Transcontinental Realty Investors, Inc. (NYSE: TCI), a Dallas-based real estate investment company, today reported results of operations for the first quarter ended March 31, 2011. TCI announced today that the Company reported a net loss applicable to common shares of $12.2 million or $1.49 per diluted earnings per share, as compared to a net loss applicable to common shares of $10.5 million or $1.30 per diluted earnings per share for the same period ended 2010.
Rental and other property revenues were $31.3 million for the three months ended March 31, 2011. This represents a decrease of $1.3 million, as compared to the prior period revenues of $32.6 million. The change, by segment, is a decrease in the commercial portfolio of $2.2 million, a decrease in the land and other portfolios of $0.1 million, offset by an increase in the apartment portfolio of $1.0 million. Within the apartment portfolio, the developed apartments had an increase of $0.5 million and the same properties had an increase of $0.5 million. Within the commercial portfolio, the same property portfolio decreased by $2.2 million due to an increase in vacancy, which we attribute to the current state of the economy.
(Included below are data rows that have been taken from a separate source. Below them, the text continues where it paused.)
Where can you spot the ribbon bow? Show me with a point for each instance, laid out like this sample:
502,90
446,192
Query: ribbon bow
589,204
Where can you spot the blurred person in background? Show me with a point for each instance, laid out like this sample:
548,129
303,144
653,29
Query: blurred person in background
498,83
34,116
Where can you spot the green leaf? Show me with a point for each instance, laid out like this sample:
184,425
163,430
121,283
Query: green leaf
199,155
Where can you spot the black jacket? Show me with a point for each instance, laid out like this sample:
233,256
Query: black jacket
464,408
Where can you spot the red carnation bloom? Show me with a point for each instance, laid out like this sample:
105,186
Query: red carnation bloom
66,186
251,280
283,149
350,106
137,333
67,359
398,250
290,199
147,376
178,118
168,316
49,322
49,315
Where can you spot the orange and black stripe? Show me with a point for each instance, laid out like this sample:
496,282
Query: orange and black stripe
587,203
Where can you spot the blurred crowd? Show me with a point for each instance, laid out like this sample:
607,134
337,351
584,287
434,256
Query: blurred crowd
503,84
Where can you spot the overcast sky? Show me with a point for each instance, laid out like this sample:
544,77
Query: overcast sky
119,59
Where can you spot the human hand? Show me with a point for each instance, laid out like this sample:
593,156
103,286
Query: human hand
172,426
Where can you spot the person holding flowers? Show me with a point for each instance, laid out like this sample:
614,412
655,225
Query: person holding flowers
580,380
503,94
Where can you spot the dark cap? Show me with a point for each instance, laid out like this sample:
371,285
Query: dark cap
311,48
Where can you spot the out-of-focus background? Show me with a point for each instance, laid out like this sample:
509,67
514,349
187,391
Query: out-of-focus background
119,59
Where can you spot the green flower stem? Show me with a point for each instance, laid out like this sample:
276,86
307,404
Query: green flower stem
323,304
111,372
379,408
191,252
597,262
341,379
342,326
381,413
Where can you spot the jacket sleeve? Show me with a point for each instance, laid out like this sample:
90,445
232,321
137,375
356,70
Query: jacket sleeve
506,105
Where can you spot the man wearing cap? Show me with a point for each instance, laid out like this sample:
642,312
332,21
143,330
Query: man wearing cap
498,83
We have directed our efforts to apartment development and put some additional land projects on hold until the economic conditions turn around. We are also continuing to market our properties aggressively to attract new tenants and strive for continuous improvement of our properties in order to maintain our existing tenants.
Mortgage and loan interest was $14.2 million for the three months ended March 31, 2011. This represents a decrease of $1.3 million, as compared to the prior period interest expense of $15.5 million. This change, by segment is a decrease in the commercial portfolio of $0.6 million, a decrease in the apartment portfolio of $0.4 million and a decrease in the other portfolio of $0.6 million, offset by an increase in the land portfolio of $0.3 million. The commercial portfolio experienced a reduction in interest expense due to a matured loan that is being negotiated at a lower interest rate. The decrease in the apartment portfolio is primarily due to loans that were refinanced in 2010 at a lower interest rate. The decrease in the other portfolio is due to a decrease in interest expense on loan amounts due to our advisor.